Used to be, Maine farmers commonly paid their property taxes by working on town roads or providing a wagonload of fence posts and lumber for town projects. That tradition has largely died in modern times, but Franklin Memorial Hospital in the western Maine town of Farmington has revived the idea, with a twist. Local people with little or no health insurance can pay for their hospital care with their time rather than their hard-earned money.

The Contract for Care program, which for example, allowed one resident to pay off an $8,000 gallbladder operation with four months of part-time clerical work, is reportedly the only one its kind in the United States, according to hospital spokesman Pete Tucker, “but it’s attracting a lot of attention from over the country. I’ve had calls from the Associated Press, the Wall Street Journal, and the Boston Globe. I just got off the phone with a woman from Columbus, Georgia, who wants to introduce the idea down there.”

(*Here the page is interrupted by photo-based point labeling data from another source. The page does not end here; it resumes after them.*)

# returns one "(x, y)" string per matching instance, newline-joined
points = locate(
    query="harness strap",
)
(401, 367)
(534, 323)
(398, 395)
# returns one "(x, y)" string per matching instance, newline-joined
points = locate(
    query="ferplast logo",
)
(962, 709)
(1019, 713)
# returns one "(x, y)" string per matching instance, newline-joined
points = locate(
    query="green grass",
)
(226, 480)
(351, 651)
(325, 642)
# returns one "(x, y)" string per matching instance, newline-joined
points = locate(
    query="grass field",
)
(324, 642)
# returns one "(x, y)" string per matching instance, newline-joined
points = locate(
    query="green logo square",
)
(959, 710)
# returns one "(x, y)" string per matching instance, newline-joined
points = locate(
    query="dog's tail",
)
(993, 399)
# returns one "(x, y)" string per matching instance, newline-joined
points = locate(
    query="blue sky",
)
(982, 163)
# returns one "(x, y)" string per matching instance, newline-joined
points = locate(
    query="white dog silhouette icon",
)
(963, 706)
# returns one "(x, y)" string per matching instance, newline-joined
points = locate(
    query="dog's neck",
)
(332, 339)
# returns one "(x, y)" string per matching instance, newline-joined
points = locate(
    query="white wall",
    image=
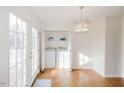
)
(113, 46)
(24, 14)
(81, 47)
(98, 45)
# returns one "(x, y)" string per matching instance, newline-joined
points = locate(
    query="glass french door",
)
(17, 51)
(34, 51)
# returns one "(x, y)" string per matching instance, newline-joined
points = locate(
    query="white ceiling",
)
(66, 15)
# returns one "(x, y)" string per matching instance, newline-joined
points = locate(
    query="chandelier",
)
(82, 25)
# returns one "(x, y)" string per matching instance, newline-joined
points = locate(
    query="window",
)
(17, 51)
(34, 50)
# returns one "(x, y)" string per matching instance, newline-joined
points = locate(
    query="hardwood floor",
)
(79, 78)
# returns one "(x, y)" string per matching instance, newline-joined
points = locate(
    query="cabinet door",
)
(50, 59)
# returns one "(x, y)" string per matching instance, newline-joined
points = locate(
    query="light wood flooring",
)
(79, 78)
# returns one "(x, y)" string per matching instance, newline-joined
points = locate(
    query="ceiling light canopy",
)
(83, 25)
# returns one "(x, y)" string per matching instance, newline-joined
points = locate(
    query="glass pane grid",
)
(17, 52)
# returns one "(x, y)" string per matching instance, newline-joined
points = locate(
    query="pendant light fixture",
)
(83, 24)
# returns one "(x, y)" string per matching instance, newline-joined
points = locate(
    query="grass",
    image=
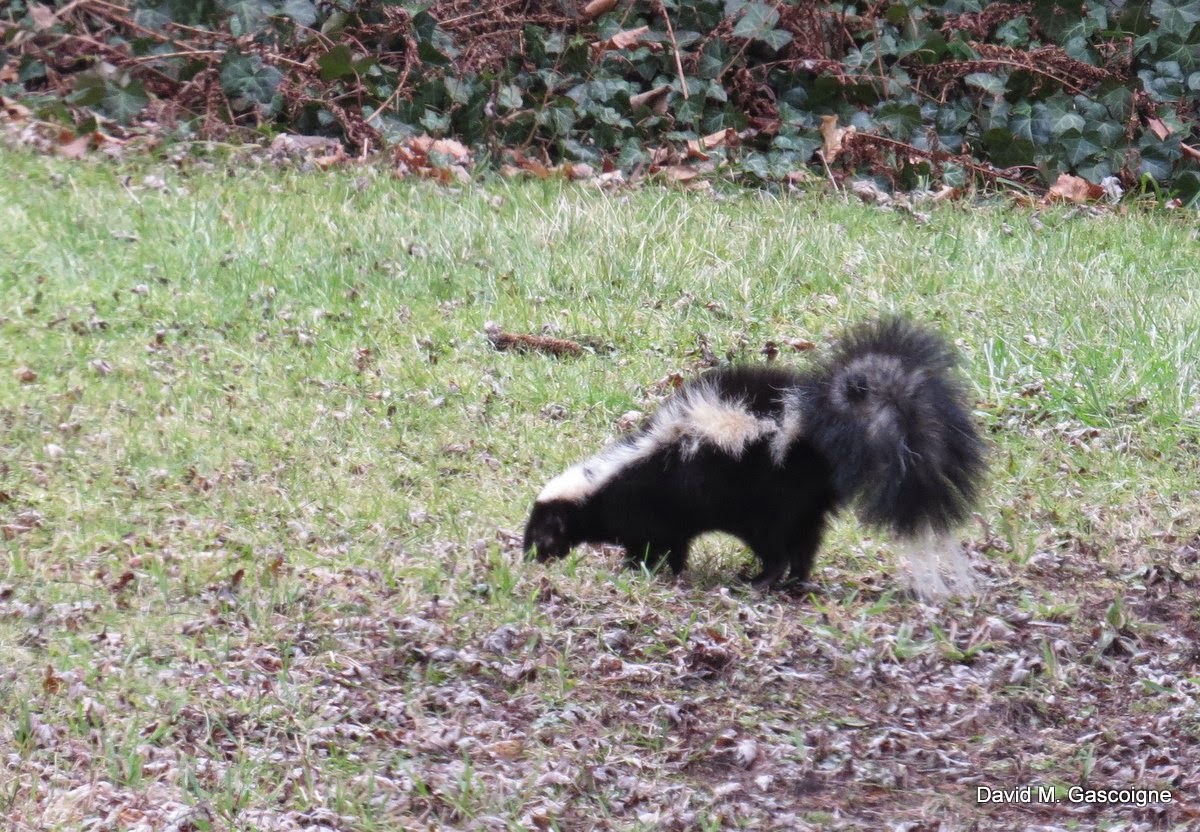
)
(261, 503)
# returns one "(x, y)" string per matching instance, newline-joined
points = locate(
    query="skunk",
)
(768, 455)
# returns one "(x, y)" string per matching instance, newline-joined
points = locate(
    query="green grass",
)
(276, 470)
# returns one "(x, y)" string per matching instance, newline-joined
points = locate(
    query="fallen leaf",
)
(833, 137)
(43, 16)
(76, 148)
(13, 111)
(679, 173)
(51, 681)
(598, 7)
(870, 192)
(627, 40)
(653, 99)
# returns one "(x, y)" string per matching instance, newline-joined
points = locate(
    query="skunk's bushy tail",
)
(889, 413)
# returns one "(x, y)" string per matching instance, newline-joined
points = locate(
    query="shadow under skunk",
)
(769, 454)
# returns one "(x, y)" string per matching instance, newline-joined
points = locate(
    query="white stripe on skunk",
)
(768, 454)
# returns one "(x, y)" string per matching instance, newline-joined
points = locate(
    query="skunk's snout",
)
(546, 533)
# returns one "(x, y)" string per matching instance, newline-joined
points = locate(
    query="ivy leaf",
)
(1079, 148)
(1060, 115)
(303, 12)
(249, 82)
(509, 97)
(757, 23)
(985, 82)
(899, 119)
(336, 63)
(247, 16)
(1176, 18)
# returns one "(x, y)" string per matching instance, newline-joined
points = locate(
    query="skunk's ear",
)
(547, 533)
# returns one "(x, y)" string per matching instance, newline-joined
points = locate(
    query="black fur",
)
(882, 424)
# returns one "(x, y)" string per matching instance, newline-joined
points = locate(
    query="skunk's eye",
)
(856, 388)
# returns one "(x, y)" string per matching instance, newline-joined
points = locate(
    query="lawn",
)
(263, 478)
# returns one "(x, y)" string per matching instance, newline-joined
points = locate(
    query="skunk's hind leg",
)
(805, 540)
(773, 556)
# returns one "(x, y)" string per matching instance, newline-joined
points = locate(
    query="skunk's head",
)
(551, 528)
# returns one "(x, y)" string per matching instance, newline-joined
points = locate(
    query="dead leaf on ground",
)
(15, 111)
(522, 343)
(76, 148)
(1074, 189)
(833, 137)
(1161, 130)
(627, 40)
(43, 17)
(51, 681)
(655, 99)
(598, 7)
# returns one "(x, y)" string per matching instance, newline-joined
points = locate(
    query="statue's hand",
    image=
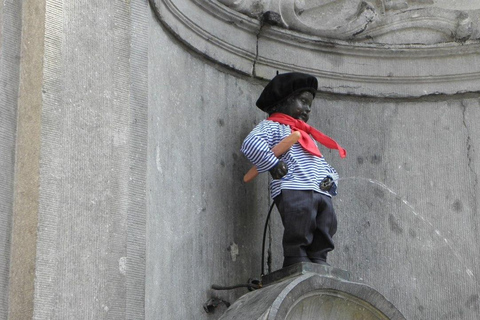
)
(279, 170)
(326, 183)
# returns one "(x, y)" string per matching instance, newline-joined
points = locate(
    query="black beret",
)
(285, 85)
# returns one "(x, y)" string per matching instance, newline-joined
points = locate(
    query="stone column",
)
(76, 176)
(10, 32)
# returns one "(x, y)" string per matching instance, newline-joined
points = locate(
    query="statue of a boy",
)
(303, 182)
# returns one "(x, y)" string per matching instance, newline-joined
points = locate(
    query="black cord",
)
(264, 238)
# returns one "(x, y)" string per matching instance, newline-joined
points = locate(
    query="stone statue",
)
(303, 182)
(382, 21)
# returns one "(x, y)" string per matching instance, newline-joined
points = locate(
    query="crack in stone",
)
(471, 168)
(469, 144)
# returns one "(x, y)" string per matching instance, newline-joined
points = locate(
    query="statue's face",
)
(298, 106)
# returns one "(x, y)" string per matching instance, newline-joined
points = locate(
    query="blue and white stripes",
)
(305, 171)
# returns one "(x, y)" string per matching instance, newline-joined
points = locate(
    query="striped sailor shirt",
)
(305, 171)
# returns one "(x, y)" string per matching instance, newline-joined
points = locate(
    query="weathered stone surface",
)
(311, 295)
(410, 53)
(10, 35)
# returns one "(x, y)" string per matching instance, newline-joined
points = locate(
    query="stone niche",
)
(308, 291)
(379, 48)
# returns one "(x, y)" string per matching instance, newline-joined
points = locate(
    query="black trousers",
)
(310, 222)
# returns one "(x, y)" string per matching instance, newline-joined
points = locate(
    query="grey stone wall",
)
(141, 205)
(10, 32)
(91, 220)
(204, 226)
(407, 206)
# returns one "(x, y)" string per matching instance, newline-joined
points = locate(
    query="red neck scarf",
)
(305, 130)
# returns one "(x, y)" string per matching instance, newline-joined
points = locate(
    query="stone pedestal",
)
(308, 291)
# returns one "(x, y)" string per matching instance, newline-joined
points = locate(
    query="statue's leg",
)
(298, 214)
(326, 227)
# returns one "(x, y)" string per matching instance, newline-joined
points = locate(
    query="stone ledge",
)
(303, 268)
(305, 294)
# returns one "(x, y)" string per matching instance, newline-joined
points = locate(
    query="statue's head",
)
(289, 93)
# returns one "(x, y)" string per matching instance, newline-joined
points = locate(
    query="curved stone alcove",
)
(310, 291)
(343, 62)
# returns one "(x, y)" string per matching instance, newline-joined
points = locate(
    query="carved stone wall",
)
(352, 47)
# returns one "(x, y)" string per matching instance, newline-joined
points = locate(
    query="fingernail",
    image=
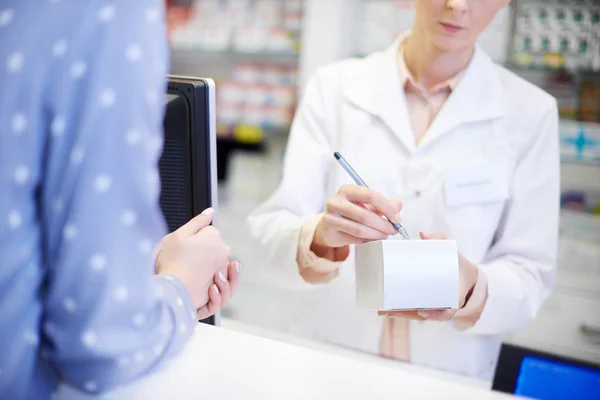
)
(208, 211)
(398, 218)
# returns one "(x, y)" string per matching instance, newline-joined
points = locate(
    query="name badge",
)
(476, 183)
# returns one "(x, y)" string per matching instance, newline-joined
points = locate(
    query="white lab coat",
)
(493, 121)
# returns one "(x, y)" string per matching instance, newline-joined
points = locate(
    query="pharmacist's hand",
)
(195, 253)
(353, 216)
(221, 291)
(466, 282)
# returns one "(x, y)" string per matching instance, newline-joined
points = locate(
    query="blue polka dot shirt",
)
(82, 85)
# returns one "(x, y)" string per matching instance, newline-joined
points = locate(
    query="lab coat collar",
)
(478, 96)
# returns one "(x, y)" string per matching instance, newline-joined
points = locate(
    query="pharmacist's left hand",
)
(467, 279)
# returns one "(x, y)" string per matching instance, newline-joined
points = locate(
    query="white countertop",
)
(222, 363)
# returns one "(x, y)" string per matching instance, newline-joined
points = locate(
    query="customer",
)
(81, 114)
(469, 148)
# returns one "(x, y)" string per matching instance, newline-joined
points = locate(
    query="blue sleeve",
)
(108, 319)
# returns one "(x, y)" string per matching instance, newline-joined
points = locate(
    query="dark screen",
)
(175, 164)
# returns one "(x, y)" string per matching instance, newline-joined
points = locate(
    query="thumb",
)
(435, 236)
(198, 222)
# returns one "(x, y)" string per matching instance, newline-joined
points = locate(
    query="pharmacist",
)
(463, 147)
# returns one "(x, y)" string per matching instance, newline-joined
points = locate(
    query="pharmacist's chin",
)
(451, 43)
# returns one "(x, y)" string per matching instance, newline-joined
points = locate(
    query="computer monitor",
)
(188, 170)
(544, 376)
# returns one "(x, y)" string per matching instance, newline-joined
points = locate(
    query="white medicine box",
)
(407, 275)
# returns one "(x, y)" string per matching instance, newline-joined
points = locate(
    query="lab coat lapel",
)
(378, 91)
(477, 97)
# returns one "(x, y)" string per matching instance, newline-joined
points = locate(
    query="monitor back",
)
(188, 163)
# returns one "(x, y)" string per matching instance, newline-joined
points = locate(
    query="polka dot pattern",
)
(101, 141)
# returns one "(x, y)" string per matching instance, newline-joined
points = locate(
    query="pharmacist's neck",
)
(430, 65)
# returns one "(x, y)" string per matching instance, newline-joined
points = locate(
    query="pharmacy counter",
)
(224, 364)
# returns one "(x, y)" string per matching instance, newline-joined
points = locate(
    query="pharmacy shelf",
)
(584, 163)
(201, 54)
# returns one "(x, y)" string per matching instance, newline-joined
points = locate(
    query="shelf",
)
(286, 58)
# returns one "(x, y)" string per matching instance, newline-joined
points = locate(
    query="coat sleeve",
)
(291, 213)
(520, 267)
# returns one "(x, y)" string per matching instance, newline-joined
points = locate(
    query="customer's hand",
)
(466, 282)
(221, 291)
(195, 253)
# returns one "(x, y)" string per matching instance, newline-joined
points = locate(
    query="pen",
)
(362, 183)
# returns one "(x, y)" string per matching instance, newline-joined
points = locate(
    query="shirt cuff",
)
(468, 316)
(306, 258)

Tucker credits hospital president Richard Batt with coming up with the plan more than a year ago. “Three people went through the pilot program last year,” Tucker says. “It was so successful that in January we took it to the board of directors and made it a full-fledged program.”

The local reaction to the program “has been tremendous,” Tucker says, estimating that in the program’s first two months at least 100 people called to ask about their eligibility, which is determined by federal poverty guidelines. Their friends and relatives can also contribute time and effort on their behalf.

The seventy-bed hospital serves about 40,000 people in the Franklin County region. “The local unemployment rate is 7.9 percent, about double the state average,” Tucker notes. “Fifteen to 20 percent of the population has no health insurance at all, and a sizable number of the rest are underinsured.” For those people and many others, Franklin Memorial’s Contract for Care is a healthy trade.